Hey there,
I'm working on a buck-boost design utilizing the LM34936 with the following parameters:
Vin: 6-26v
Vout: 12v
Iout: 5A
It's a pretty standard setup, pretty much all of my component values came from Webench. Here's a picture of the schematic:
The performance isn't perfect, but it's nothing that can't be solved with some component tuning - not a big deal there.
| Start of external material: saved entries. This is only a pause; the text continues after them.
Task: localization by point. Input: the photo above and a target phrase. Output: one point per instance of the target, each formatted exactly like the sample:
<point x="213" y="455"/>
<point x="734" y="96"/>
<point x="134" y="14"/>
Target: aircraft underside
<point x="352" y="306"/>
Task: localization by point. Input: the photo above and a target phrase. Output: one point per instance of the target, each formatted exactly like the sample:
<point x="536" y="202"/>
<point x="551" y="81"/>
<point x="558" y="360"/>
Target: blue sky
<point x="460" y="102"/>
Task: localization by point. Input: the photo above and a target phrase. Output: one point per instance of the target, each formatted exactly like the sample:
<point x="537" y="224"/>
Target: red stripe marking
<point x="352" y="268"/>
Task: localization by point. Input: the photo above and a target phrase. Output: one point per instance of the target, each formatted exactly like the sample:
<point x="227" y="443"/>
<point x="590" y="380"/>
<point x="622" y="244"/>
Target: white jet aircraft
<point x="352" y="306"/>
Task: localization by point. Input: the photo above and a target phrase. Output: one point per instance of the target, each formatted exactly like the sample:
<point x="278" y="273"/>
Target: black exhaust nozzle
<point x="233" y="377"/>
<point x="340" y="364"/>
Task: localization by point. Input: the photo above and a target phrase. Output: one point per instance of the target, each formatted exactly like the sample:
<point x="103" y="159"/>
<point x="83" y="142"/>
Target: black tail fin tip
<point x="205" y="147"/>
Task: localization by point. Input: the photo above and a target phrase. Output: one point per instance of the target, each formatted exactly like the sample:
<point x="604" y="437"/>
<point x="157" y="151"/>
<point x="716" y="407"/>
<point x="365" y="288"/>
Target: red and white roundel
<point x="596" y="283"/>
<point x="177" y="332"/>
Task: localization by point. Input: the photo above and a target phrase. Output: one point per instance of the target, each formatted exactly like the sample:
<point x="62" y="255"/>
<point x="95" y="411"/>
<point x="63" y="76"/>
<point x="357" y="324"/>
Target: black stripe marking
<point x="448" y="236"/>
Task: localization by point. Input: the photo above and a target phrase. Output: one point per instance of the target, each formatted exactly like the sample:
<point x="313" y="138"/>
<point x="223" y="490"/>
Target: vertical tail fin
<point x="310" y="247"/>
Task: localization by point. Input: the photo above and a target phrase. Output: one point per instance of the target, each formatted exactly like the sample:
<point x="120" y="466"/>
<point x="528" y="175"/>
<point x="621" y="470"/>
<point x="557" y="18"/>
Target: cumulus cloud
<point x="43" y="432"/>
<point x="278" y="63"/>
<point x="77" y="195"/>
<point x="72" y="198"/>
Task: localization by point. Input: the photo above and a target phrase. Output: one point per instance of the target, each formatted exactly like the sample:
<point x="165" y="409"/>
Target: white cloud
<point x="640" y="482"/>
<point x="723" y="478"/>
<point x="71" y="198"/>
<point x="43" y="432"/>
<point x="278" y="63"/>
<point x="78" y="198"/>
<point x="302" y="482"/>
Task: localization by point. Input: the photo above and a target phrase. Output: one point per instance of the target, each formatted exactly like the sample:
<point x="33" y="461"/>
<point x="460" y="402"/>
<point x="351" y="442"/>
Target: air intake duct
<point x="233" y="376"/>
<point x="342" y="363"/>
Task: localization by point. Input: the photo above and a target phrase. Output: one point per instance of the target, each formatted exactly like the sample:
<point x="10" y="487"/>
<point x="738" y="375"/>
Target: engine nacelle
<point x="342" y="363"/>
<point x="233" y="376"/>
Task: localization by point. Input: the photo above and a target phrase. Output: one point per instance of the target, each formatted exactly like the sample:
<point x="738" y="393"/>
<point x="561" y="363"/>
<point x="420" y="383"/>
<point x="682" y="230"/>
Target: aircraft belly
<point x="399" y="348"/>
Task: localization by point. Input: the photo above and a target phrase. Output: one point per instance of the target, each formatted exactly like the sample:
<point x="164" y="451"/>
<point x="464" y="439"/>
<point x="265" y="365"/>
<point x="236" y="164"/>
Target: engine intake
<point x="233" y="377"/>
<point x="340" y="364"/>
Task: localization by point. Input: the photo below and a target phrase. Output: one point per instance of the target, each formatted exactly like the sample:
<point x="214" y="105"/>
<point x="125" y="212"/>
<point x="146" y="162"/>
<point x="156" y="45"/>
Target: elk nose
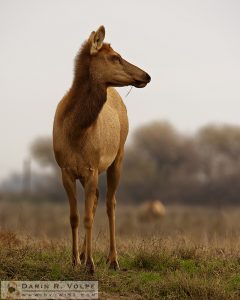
<point x="148" y="78"/>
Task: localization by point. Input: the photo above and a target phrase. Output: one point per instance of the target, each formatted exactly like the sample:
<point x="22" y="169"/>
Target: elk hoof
<point x="113" y="264"/>
<point x="82" y="257"/>
<point x="90" y="266"/>
<point x="76" y="261"/>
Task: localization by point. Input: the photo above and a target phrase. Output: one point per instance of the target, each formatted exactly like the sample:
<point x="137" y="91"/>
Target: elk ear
<point x="96" y="39"/>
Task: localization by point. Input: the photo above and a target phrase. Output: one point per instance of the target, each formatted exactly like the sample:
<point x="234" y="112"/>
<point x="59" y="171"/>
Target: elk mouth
<point x="139" y="83"/>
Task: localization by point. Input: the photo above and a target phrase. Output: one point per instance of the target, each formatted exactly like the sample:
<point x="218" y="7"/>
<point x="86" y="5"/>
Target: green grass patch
<point x="143" y="275"/>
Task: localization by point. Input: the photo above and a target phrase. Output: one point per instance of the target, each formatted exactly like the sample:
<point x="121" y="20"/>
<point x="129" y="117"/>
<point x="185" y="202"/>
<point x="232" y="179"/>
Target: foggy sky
<point x="190" y="48"/>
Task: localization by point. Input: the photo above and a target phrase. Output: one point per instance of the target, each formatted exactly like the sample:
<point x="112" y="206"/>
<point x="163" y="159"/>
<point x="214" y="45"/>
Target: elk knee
<point x="88" y="220"/>
<point x="74" y="220"/>
<point x="111" y="206"/>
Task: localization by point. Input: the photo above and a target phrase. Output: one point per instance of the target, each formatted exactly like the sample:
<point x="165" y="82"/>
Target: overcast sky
<point x="190" y="48"/>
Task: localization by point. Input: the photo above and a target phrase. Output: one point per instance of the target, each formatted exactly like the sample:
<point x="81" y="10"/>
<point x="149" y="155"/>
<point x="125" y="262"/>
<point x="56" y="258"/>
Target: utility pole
<point x="26" y="188"/>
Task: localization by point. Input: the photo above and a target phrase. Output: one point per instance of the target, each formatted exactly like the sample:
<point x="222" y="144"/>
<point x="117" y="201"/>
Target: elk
<point x="89" y="132"/>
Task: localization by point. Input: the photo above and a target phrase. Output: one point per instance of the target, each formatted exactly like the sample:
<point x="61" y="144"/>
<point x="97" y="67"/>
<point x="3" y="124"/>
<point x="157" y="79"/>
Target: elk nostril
<point x="148" y="77"/>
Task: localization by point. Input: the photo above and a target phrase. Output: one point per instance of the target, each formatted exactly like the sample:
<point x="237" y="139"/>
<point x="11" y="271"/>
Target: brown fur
<point x="89" y="132"/>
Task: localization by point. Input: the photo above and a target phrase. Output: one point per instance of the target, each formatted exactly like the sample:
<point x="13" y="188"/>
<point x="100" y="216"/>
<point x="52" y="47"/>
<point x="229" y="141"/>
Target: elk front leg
<point x="113" y="177"/>
<point x="83" y="251"/>
<point x="69" y="184"/>
<point x="90" y="198"/>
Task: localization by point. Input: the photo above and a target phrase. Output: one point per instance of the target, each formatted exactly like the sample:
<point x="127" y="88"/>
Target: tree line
<point x="162" y="163"/>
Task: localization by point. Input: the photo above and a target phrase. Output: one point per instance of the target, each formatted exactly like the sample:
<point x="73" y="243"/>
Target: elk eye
<point x="116" y="58"/>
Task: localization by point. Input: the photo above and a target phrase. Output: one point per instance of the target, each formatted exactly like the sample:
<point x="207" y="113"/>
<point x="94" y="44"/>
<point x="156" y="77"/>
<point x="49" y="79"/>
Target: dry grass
<point x="193" y="253"/>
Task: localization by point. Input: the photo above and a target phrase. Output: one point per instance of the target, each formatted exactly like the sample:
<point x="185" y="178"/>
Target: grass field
<point x="193" y="253"/>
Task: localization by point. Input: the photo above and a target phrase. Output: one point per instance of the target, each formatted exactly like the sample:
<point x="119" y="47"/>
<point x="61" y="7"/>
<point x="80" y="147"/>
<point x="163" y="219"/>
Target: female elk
<point x="89" y="132"/>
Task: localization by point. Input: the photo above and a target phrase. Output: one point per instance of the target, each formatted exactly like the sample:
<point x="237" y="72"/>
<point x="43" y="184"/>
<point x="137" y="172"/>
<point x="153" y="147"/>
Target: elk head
<point x="108" y="67"/>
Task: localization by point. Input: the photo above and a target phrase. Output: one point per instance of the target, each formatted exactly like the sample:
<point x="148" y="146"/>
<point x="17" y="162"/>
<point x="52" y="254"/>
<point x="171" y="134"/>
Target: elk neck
<point x="86" y="97"/>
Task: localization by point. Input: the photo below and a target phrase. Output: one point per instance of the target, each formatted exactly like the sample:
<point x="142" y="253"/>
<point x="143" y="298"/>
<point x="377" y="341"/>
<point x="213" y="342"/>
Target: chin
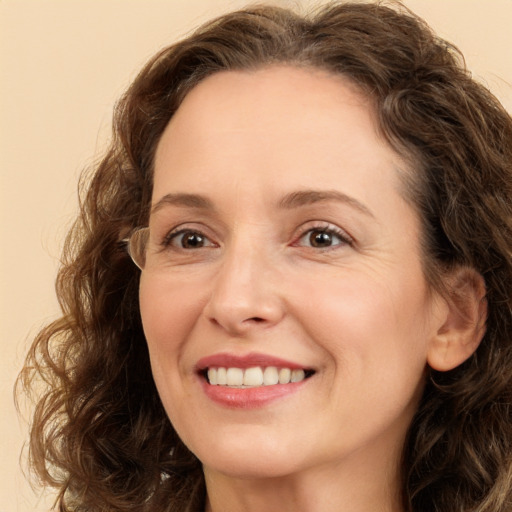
<point x="254" y="460"/>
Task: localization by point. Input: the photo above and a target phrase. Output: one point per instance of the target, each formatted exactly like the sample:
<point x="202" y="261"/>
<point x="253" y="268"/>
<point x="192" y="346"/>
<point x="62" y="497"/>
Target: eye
<point x="323" y="238"/>
<point x="188" y="239"/>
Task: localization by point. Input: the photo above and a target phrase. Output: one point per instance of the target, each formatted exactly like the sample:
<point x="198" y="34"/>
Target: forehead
<point x="277" y="126"/>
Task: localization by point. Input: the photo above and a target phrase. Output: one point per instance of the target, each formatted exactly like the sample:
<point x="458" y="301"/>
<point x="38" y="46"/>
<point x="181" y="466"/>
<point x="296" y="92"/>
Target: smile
<point x="256" y="376"/>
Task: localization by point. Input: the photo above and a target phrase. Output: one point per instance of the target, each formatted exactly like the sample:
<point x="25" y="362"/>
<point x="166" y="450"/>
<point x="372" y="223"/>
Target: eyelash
<point x="326" y="228"/>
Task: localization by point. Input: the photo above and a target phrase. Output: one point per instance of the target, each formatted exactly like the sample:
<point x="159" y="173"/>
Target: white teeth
<point x="212" y="376"/>
<point x="297" y="375"/>
<point x="270" y="376"/>
<point x="221" y="376"/>
<point x="253" y="377"/>
<point x="235" y="376"/>
<point x="285" y="374"/>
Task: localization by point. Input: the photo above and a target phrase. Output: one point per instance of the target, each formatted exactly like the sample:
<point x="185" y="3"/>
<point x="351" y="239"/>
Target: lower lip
<point x="249" y="398"/>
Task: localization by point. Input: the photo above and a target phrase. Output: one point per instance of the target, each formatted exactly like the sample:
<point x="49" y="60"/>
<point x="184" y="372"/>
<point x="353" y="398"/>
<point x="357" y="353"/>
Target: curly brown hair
<point x="100" y="434"/>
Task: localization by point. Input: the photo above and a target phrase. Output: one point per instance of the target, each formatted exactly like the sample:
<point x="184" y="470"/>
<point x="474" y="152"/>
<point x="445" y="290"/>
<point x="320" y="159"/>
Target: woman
<point x="320" y="209"/>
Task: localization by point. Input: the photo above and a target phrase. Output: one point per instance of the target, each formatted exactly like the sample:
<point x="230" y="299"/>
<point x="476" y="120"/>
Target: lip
<point x="245" y="361"/>
<point x="247" y="398"/>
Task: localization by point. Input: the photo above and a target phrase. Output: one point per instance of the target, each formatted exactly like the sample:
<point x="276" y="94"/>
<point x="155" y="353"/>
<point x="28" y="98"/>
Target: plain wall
<point x="63" y="63"/>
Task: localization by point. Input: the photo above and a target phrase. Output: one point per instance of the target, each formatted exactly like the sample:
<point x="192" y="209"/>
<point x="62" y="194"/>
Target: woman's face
<point x="280" y="241"/>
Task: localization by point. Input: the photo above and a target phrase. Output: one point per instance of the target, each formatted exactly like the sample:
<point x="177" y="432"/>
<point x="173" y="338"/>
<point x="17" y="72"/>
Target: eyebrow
<point x="183" y="200"/>
<point x="306" y="197"/>
<point x="290" y="201"/>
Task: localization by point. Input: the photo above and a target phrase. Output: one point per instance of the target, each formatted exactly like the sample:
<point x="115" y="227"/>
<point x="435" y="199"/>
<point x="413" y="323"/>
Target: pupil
<point x="320" y="239"/>
<point x="192" y="240"/>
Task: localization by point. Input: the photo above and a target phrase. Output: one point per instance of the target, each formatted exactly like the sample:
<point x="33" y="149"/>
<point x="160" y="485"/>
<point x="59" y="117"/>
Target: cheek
<point x="365" y="323"/>
<point x="169" y="312"/>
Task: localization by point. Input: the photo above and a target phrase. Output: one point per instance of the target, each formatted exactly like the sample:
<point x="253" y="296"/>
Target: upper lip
<point x="226" y="360"/>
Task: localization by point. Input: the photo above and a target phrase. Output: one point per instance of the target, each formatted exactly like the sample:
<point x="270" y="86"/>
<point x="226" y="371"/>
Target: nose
<point x="245" y="292"/>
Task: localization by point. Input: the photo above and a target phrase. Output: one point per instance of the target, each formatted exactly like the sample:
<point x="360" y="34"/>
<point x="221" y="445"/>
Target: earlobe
<point x="464" y="321"/>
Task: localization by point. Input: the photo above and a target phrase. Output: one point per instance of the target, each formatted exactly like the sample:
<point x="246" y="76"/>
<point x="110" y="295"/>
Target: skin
<point x="360" y="313"/>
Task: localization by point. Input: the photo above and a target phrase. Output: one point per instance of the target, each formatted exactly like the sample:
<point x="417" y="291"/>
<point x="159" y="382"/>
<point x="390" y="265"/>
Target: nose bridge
<point x="244" y="292"/>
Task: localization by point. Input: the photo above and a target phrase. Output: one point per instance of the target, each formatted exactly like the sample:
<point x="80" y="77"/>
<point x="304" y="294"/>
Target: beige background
<point x="62" y="65"/>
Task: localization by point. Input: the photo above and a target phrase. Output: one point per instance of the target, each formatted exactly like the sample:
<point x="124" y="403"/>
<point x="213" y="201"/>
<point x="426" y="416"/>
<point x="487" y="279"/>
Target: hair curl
<point x="100" y="434"/>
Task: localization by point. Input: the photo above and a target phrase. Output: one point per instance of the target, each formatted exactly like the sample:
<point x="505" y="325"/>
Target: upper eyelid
<point x="297" y="233"/>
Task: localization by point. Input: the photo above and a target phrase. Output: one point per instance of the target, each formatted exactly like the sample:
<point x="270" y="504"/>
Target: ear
<point x="463" y="323"/>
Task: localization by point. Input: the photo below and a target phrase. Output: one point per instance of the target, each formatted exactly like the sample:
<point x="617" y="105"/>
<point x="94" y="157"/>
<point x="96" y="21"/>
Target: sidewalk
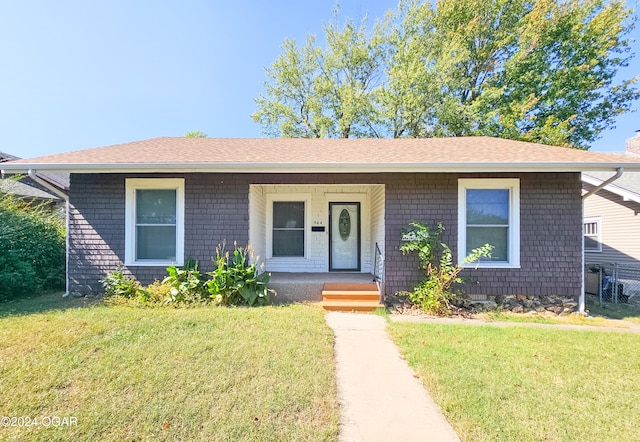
<point x="380" y="399"/>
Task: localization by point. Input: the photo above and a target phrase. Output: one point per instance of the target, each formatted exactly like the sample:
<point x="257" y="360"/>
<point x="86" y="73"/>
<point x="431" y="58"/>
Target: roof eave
<point x="626" y="194"/>
<point x="454" y="167"/>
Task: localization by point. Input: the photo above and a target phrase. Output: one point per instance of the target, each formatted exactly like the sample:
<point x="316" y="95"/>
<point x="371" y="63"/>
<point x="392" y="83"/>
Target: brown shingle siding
<point x="550" y="244"/>
<point x="217" y="209"/>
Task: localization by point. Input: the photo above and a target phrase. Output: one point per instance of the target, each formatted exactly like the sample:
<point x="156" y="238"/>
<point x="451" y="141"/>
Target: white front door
<point x="344" y="236"/>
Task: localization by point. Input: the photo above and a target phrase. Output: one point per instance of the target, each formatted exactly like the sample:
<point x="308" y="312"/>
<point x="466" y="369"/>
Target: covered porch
<point x="329" y="287"/>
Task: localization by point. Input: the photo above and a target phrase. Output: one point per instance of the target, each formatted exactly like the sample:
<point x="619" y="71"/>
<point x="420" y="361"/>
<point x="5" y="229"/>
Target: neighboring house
<point x="26" y="188"/>
<point x="323" y="205"/>
<point x="612" y="219"/>
<point x="612" y="225"/>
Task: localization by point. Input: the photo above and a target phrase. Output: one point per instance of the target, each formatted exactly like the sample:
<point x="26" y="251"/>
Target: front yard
<point x="195" y="374"/>
<point x="528" y="384"/>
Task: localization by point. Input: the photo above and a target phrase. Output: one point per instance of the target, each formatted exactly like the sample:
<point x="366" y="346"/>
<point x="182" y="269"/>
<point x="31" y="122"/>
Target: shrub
<point x="236" y="279"/>
<point x="117" y="284"/>
<point x="435" y="293"/>
<point x="32" y="248"/>
<point x="156" y="293"/>
<point x="187" y="285"/>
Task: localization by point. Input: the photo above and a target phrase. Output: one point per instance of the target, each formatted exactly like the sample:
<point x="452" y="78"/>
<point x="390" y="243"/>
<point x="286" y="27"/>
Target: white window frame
<point x="592" y="220"/>
<point x="513" y="186"/>
<point x="134" y="184"/>
<point x="288" y="197"/>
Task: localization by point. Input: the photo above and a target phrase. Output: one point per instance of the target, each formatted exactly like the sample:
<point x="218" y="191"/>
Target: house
<point x="329" y="207"/>
<point x="612" y="223"/>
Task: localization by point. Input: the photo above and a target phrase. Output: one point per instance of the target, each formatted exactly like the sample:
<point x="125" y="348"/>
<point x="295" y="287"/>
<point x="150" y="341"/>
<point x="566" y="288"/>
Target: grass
<point x="213" y="374"/>
<point x="627" y="312"/>
<point x="574" y="319"/>
<point x="526" y="383"/>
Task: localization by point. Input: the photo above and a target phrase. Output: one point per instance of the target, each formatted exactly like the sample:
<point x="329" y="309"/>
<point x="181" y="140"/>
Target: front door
<point x="344" y="236"/>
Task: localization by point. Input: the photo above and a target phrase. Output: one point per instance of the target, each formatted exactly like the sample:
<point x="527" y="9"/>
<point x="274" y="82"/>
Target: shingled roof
<point x="455" y="154"/>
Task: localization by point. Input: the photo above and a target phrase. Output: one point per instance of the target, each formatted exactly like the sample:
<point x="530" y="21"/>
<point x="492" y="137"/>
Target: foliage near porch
<point x="528" y="384"/>
<point x="209" y="373"/>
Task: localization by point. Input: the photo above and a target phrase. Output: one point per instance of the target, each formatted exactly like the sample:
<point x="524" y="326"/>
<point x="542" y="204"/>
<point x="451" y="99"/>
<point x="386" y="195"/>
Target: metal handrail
<point x="378" y="272"/>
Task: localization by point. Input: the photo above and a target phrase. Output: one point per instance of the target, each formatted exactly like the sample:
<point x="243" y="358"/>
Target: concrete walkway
<point x="380" y="399"/>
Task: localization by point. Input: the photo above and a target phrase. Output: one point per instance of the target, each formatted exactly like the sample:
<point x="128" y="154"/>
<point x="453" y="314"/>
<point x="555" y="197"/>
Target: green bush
<point x="117" y="284"/>
<point x="32" y="248"/>
<point x="435" y="293"/>
<point x="236" y="279"/>
<point x="187" y="285"/>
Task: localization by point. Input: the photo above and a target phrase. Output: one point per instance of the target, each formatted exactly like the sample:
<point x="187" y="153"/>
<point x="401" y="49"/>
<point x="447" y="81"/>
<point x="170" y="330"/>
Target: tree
<point x="315" y="93"/>
<point x="533" y="70"/>
<point x="196" y="134"/>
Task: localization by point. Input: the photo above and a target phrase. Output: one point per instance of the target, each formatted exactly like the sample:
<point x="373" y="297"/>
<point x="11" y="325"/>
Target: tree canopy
<point x="532" y="70"/>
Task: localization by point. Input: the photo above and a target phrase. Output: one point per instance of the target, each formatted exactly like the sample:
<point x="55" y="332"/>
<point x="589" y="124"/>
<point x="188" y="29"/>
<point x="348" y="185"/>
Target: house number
<point x="344" y="224"/>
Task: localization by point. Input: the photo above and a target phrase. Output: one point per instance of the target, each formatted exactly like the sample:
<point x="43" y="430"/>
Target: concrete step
<point x="355" y="296"/>
<point x="349" y="306"/>
<point x="349" y="297"/>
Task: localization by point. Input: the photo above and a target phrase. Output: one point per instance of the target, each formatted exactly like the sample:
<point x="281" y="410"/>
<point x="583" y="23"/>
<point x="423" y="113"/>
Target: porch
<point x="337" y="290"/>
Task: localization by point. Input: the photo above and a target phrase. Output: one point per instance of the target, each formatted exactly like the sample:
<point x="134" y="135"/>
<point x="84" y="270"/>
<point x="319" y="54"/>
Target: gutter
<point x="33" y="174"/>
<point x="325" y="167"/>
<point x="619" y="172"/>
<point x="604" y="183"/>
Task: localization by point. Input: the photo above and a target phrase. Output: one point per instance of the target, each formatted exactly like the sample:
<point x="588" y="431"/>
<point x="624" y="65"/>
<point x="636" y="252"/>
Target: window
<point x="154" y="231"/>
<point x="592" y="241"/>
<point x="489" y="213"/>
<point x="288" y="228"/>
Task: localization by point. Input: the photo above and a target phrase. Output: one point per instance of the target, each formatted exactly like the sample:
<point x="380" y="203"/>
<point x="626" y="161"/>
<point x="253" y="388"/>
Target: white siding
<point x="317" y="243"/>
<point x="257" y="221"/>
<point x="377" y="219"/>
<point x="620" y="228"/>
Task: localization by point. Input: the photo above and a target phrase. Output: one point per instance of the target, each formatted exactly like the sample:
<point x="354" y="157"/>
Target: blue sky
<point x="78" y="74"/>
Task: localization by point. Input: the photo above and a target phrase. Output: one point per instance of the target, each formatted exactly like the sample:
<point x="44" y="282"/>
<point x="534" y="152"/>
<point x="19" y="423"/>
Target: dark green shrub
<point x="187" y="285"/>
<point x="117" y="284"/>
<point x="435" y="293"/>
<point x="156" y="293"/>
<point x="236" y="280"/>
<point x="32" y="248"/>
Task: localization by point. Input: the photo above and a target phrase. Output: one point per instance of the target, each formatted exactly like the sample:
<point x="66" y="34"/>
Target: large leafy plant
<point x="236" y="279"/>
<point x="435" y="293"/>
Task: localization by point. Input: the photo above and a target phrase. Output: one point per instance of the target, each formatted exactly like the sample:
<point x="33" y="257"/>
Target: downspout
<point x="619" y="172"/>
<point x="33" y="174"/>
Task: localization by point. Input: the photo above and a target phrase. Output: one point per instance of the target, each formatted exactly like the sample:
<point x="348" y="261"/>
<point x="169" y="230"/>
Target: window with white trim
<point x="287" y="223"/>
<point x="154" y="228"/>
<point x="592" y="239"/>
<point x="288" y="229"/>
<point x="489" y="213"/>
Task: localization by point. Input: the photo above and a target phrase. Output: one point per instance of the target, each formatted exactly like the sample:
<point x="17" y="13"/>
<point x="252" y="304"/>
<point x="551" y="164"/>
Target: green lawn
<point x="210" y="374"/>
<point x="628" y="312"/>
<point x="528" y="384"/>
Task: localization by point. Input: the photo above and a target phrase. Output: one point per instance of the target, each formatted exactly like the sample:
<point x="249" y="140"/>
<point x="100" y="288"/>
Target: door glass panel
<point x="345" y="234"/>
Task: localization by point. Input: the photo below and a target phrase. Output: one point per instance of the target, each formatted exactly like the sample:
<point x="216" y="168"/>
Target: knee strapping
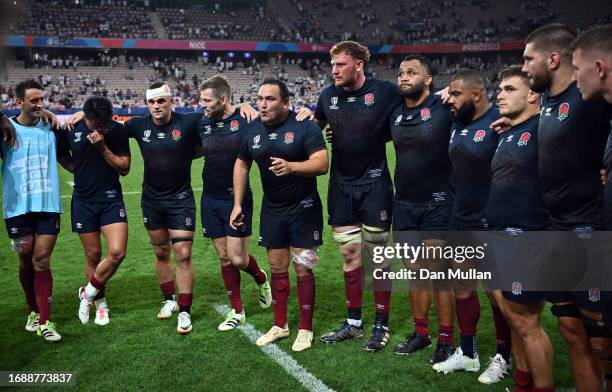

However, above around 22.9v on the input, the output becomes unstable at low load (below ~200-300mA).
Here's a scope trace of the output at Vin=22.8v and Iout=~10mA. There seems to be a lot of output voltage ripple, but 200mV p-p is okay for my applications:
However, when Vin is increased to 23v or so (and Iout=10mA), the output enters what looks like an unstable mode, where the converter drastically overshoots the 12v vout target, then disables output until the output capacitor voltage decays (due to load and leakage current), at which point the converter overshoots the output voltage again. The power good LED momentarily blinks whenever the regulator turns on and boosts the output voltage back up. I understand that some converters will pulse skip at light loads, but this behavior is raising the average output voltage from the nominal 12v or so to around 13.05v, which is unacceptable for this application. When I re-apply the output load, typical operation resumes.
Here's a scope trace of the output in this unstable mode - notice the large timescale.
I've tried different feedback compensation networks and slope compensation networks, to no avail. Increasing the output capacitance simply reduces the frequency of the overshoot-decay cycle.
Any help diagnosing or fixing this problem would be incredibly incredibly appreciated - I'd be happy to run some further tests or upload traces of different nodes or upload the PCB layout or anything like that, if that would be helpful.